Chloé Fernström

Avocat en droit commercial à Bordeaux

Copyright des photographes et droit à l’image des bloggeurs dans le cadre de la fashion week

En marge de la Fashion Week printemps-été 2018 qui se déroule ces jours-ci à Paris, le mouvement #NoFreePhotos a été créé par un groupe de photographes « street style » dénonçant l’utilisation non consentie de leur photographies par les marques, les influenceurs et les bloggeurs, lesquels sont nombreux à diffuser ces photographies, notamment sur les réseaux sociaux, sans autorisation et, bien souvent, sans mention du nom de leur auteur.

Face aux revendications des photographes, nombre de blogueurs et influenceurs dénoncent, à leur tour, l’utilisation et la diffusion, par les photographes, de photographies les représentant et ce, sans leur consentement préalable, ce qui constituerait selon eux une atteinte à leur droit à l’image.

Compte tenu des prises de position, parfois confuses, que l’on peut lire sur les réseaux sociaux, il importe d’opérer un rappel des règles applicables en matière de droit d’auteur et de droit à l’image.

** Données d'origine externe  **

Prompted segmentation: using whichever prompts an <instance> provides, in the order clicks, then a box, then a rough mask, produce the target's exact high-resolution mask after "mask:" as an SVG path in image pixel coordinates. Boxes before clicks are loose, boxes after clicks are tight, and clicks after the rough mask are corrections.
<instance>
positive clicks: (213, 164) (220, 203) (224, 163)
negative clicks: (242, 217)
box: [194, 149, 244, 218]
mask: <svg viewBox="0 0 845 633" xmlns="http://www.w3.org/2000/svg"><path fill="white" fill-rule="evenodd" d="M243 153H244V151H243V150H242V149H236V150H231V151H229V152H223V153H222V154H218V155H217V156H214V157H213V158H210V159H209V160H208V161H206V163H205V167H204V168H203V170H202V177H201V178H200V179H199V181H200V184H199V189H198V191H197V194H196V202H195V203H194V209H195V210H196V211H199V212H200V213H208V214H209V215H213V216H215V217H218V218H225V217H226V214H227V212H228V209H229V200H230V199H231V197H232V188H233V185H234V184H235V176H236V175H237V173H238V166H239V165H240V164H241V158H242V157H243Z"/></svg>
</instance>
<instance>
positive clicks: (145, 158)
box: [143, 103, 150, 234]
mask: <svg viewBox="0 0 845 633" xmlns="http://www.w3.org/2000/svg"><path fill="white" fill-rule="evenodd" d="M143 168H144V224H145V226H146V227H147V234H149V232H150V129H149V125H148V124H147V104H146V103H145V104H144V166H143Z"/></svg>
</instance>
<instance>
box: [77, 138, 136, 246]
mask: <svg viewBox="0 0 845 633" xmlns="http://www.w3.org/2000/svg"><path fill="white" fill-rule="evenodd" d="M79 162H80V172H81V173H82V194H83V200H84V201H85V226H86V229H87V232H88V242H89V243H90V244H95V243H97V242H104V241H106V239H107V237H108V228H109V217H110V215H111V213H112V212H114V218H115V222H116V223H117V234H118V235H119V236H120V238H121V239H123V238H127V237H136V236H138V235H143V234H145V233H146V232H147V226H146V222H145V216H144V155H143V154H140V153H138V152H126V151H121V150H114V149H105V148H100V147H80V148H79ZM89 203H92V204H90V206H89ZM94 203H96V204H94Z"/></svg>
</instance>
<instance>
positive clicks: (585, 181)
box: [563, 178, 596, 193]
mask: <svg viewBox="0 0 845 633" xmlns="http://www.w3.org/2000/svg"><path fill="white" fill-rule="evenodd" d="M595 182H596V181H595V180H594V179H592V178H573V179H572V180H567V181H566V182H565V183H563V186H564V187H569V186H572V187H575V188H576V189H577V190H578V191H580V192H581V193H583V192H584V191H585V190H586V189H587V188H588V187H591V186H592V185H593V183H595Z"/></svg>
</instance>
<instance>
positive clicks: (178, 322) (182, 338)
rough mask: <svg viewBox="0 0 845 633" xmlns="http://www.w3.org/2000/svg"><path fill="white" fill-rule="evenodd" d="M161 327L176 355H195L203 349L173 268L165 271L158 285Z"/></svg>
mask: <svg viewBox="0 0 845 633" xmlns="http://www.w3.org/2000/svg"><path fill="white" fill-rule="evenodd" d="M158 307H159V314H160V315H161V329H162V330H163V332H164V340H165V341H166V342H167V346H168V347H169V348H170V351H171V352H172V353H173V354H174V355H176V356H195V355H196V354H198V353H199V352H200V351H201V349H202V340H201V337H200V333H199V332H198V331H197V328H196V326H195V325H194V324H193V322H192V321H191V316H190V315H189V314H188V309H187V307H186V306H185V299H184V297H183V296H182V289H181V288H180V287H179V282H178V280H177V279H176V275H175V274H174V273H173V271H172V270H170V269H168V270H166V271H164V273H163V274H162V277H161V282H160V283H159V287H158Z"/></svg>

1. Sur le droit d’auteur des photographes

Le photographe est titulaire des droits d’auteur attachés aux photographies qu’il réalise. En effet, aux termes de l’article L.111-1 du Code de propriété intellectuelle, « l’auteur d’une œuvre de l’esprit jouit sur cette œuvre, du seul fait de sa création, d’un droit de propriété incorporelle exclusif et opposable à tous. Ce droit comporte des attributs d’ordre intellectuel et moral ainsi que des attributs d’ordre patrimonial (…) ».

Ainsi, le photographe est titulaire, à l’égard de ses photographies :

  • de droits patrimoniaux, c’est à dire des droits d’exploitation, d’ordre économique, de l’œuvre (1.1),
  • de droits moraux perpétuels, imprescriptibles et inaliénables attribuant la paternité d’une œuvre à son auteur (1.2).

1.1. Sur les droits patrimoniaux

Aux termes de l’article L.122-1 du Code de propriété intellectuelle, «  le droit d’exploitation appartenant à l’auteur comprend le droit de représentation et le droit de reproduction.  »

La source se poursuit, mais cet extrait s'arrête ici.